A regular on the likes of the Brussels and other European routes for key meetings, he's baffled by how his new points were totted up, and said he'll look at taking his business to Ryanair, and will pay his own way for lounge access on the back of lower fares.
Aer Lingus told the Sunday Independent that tier status will be calculated on your travels in the previous 12 months, and said worried members could contact the customer service team on 1890 800 600.
But Mooney felt so aggrieved, he started his own mini-survey - "how do you rate the transfer from Gold Circle to AerClub - among fellow passengers on Twitter. He said he received over 400 responses, with almost half (48pc) saying "atrocious"; 22pc said "a bit messy, but alright"; while 20pc felt it was "seamless, no problems".
Dubliner Trevor Butterworth, who now lives in Brooklyn, travels across the Atlantic every eight weeks to visit his parents. He said Gold Circle "was about the little things, but all the little things are gone". Despite his card being valid until May 17, he said he's now back to scratch with AerClub.
"It's a strange way to reward my loyalty," said Butterworth, a director at US non-profit organisation Sense About Science USA.
Initially flagged last November, the launch of AerClub - which is run in conjunction with Avios, which is owned by Aer Lingus' parent IAG - was delayed from earlier this year. The airline said the new scheme would make it easier for customers to build up points (Avios points can be gained through booking flights on Aer Lingus, partner airlines such as British Airways and United, and buying goods in major store chains).

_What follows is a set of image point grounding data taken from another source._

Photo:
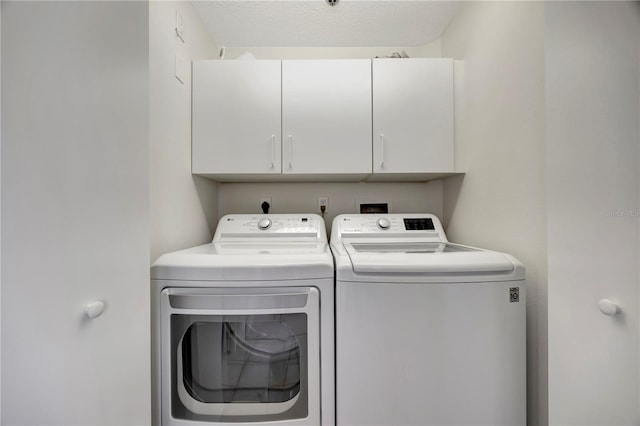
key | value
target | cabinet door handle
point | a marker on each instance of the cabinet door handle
(381, 150)
(273, 151)
(290, 151)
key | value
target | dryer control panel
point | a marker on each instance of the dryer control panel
(308, 226)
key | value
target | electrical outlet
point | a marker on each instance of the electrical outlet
(323, 202)
(265, 200)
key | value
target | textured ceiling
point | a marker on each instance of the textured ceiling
(352, 23)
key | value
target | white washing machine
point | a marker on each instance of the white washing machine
(243, 327)
(427, 332)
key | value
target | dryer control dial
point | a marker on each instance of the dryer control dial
(264, 223)
(383, 223)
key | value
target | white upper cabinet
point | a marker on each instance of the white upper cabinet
(236, 117)
(412, 117)
(326, 117)
(340, 120)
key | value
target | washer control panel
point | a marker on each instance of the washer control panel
(389, 225)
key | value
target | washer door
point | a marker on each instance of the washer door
(241, 355)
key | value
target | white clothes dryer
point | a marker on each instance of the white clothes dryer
(427, 332)
(243, 327)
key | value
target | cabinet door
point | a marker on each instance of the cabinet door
(326, 116)
(236, 117)
(412, 115)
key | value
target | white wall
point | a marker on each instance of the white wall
(407, 197)
(592, 73)
(183, 208)
(430, 50)
(75, 213)
(500, 202)
(303, 197)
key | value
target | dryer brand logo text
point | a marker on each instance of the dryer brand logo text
(514, 294)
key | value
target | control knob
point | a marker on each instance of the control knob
(264, 223)
(383, 223)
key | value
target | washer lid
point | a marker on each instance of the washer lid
(426, 257)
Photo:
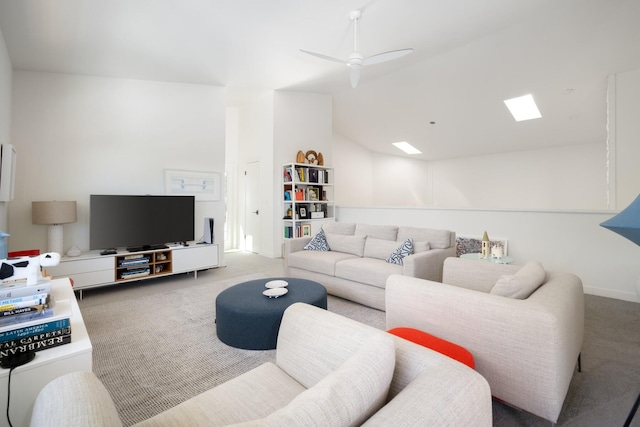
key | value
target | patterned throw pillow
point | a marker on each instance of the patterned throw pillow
(405, 250)
(318, 243)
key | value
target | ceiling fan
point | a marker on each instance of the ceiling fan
(356, 60)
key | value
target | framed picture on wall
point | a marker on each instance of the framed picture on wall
(312, 194)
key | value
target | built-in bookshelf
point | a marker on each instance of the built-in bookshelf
(307, 194)
(142, 264)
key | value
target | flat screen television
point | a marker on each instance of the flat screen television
(140, 222)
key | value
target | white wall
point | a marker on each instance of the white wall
(627, 137)
(564, 241)
(571, 177)
(255, 144)
(5, 116)
(547, 203)
(302, 121)
(79, 135)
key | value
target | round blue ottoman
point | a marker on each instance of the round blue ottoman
(245, 318)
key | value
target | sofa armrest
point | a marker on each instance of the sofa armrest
(536, 340)
(427, 265)
(75, 399)
(438, 397)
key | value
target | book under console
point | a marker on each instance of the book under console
(91, 269)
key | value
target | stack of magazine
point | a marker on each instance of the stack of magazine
(137, 265)
(31, 320)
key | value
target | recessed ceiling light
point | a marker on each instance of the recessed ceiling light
(407, 148)
(523, 108)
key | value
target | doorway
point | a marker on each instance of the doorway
(252, 207)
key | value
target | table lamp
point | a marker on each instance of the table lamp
(54, 214)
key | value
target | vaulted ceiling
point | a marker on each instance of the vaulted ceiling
(446, 98)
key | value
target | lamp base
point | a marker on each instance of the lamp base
(55, 238)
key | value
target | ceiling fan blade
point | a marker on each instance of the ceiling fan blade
(354, 75)
(386, 56)
(319, 55)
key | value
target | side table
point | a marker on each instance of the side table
(27, 380)
(478, 257)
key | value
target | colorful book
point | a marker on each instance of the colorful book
(36, 346)
(35, 338)
(27, 314)
(26, 301)
(39, 328)
(42, 287)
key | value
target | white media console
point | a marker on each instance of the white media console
(92, 269)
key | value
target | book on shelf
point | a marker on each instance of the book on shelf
(136, 261)
(25, 314)
(19, 302)
(60, 332)
(39, 328)
(135, 273)
(36, 346)
(42, 287)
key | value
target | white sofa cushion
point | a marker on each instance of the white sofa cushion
(421, 247)
(379, 248)
(252, 395)
(317, 261)
(385, 232)
(347, 244)
(522, 284)
(347, 396)
(370, 271)
(339, 227)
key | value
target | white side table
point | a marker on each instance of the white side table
(478, 257)
(27, 380)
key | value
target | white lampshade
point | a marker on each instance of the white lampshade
(54, 214)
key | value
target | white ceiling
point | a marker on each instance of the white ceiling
(469, 56)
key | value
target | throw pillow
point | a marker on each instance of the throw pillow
(318, 243)
(522, 284)
(404, 250)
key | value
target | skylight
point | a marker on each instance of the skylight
(406, 147)
(523, 108)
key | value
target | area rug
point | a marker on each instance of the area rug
(157, 351)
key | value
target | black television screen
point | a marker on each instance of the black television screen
(140, 222)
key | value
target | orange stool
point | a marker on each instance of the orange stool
(447, 348)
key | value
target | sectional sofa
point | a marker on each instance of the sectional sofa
(524, 325)
(329, 371)
(354, 264)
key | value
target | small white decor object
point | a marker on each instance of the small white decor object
(276, 284)
(74, 251)
(275, 292)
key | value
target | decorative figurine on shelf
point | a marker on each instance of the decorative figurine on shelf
(496, 252)
(486, 246)
(300, 157)
(26, 269)
(310, 157)
(3, 245)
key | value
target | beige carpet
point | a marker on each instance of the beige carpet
(158, 350)
(155, 347)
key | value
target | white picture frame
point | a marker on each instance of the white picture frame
(205, 186)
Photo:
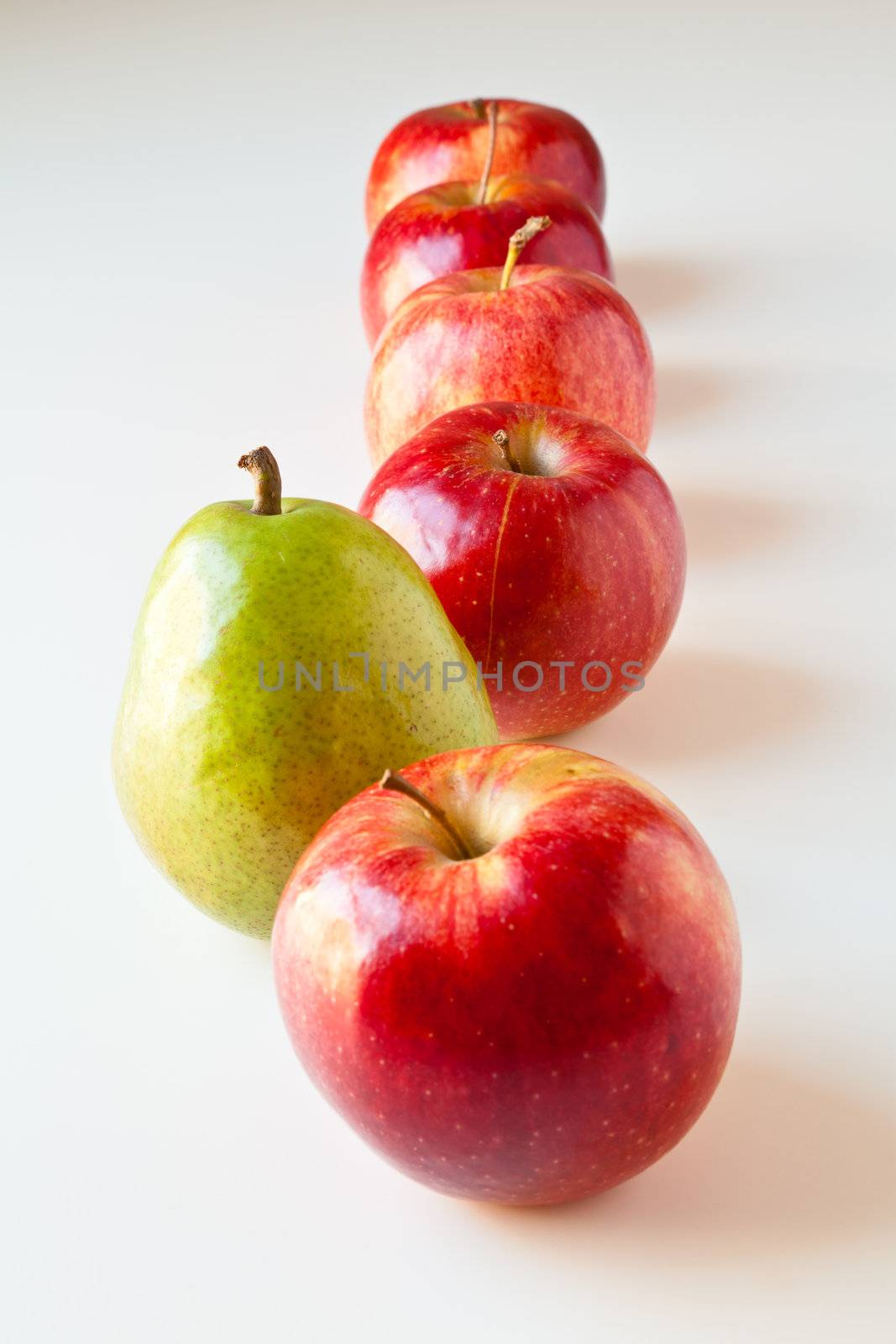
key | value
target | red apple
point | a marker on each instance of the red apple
(546, 335)
(550, 541)
(457, 226)
(520, 983)
(450, 143)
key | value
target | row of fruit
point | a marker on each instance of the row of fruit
(515, 969)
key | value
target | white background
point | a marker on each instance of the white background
(181, 235)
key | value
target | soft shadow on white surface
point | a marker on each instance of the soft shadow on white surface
(699, 703)
(689, 391)
(778, 1162)
(656, 284)
(727, 526)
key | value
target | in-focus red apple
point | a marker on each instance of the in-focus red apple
(544, 335)
(553, 546)
(456, 228)
(521, 988)
(450, 143)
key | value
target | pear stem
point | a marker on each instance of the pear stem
(262, 465)
(490, 155)
(533, 225)
(401, 785)
(503, 440)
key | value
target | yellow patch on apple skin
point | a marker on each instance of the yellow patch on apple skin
(512, 487)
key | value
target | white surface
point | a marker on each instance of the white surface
(181, 237)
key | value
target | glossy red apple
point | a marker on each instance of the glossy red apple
(450, 143)
(523, 988)
(448, 228)
(553, 546)
(546, 335)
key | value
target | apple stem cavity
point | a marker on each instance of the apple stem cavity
(490, 155)
(503, 440)
(535, 225)
(262, 465)
(401, 785)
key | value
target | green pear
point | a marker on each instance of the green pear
(271, 678)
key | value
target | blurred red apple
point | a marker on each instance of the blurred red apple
(448, 228)
(450, 143)
(544, 335)
(550, 542)
(519, 983)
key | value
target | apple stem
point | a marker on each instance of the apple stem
(533, 225)
(503, 440)
(401, 785)
(490, 156)
(262, 464)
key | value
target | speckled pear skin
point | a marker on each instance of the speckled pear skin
(223, 783)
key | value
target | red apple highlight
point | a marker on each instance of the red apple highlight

Every euro spent on an Aer Lingus flight (excluding taxes, fees and charges) equates to three Avios points. The airline said it's a fairer system for all kinds of travellers, as not all fare types in the past converted to air miles.
Despite some worries that reward points might expire after a calendar year, Aer Lingus said: "Only where members are not earning or redeeming points for 36 consecutive months will their Avios points then expire."
Alongside Avios reward points, members earn tier credits (which get the frills that business travellers need) based on their frequency and spend with Aer Lingus.
To get to the silver tier (the minimum to get perks such as lounge access), you'd need to take six one-way transatlantic trips on the lowest fare, or two in the much pricier business flex rate. But if the lowest price is a sale or promo fare, you'd need 12 one-way transatlantic trips to make it to silver.
Within Europe, you'd need to take 20 one-way flights at the lowest fare, or double that to 40 if the flight is on a sale or promo basis.
But while the new scheme may appeal to new entrants, frequent flyers like Butterworth feel past loyalty has been forgotten.
"This is a dysfunctional programme - I have other options and I might now look to Delta with its rewards scheme," he said.
Aer Lingus said in a statement that "Gold Circle memberships have been automatically migrated to AerClub and members have received an AerClub account number. Existing Gold Circle points were converted into Avios points - all Gold Circle Tier members received two Avios points for every one Gold Circle Point and these have been credited directly to their AerClub account."
But another angry customer, a social media strategist, is now shy of the points needed for silver tier under AerClub, despite being a frequent transatlantic flyer and saying "it's a keyboard click" from Aer Lingus to rectify the situation.
He said "all my old loyalty points have disappeared", and isn't happy that he's being treated the same "as someone just going from scratch who never bothered to fly with Aer Lingus".
He added: "If that's how they treat a customer, United can't be any worse - and they've a great app for their loyalty scheme."
But his lingering feeling about the national airline is common among those who spoke to the Sunday Independent: "I'd like to give the business to an Irish company."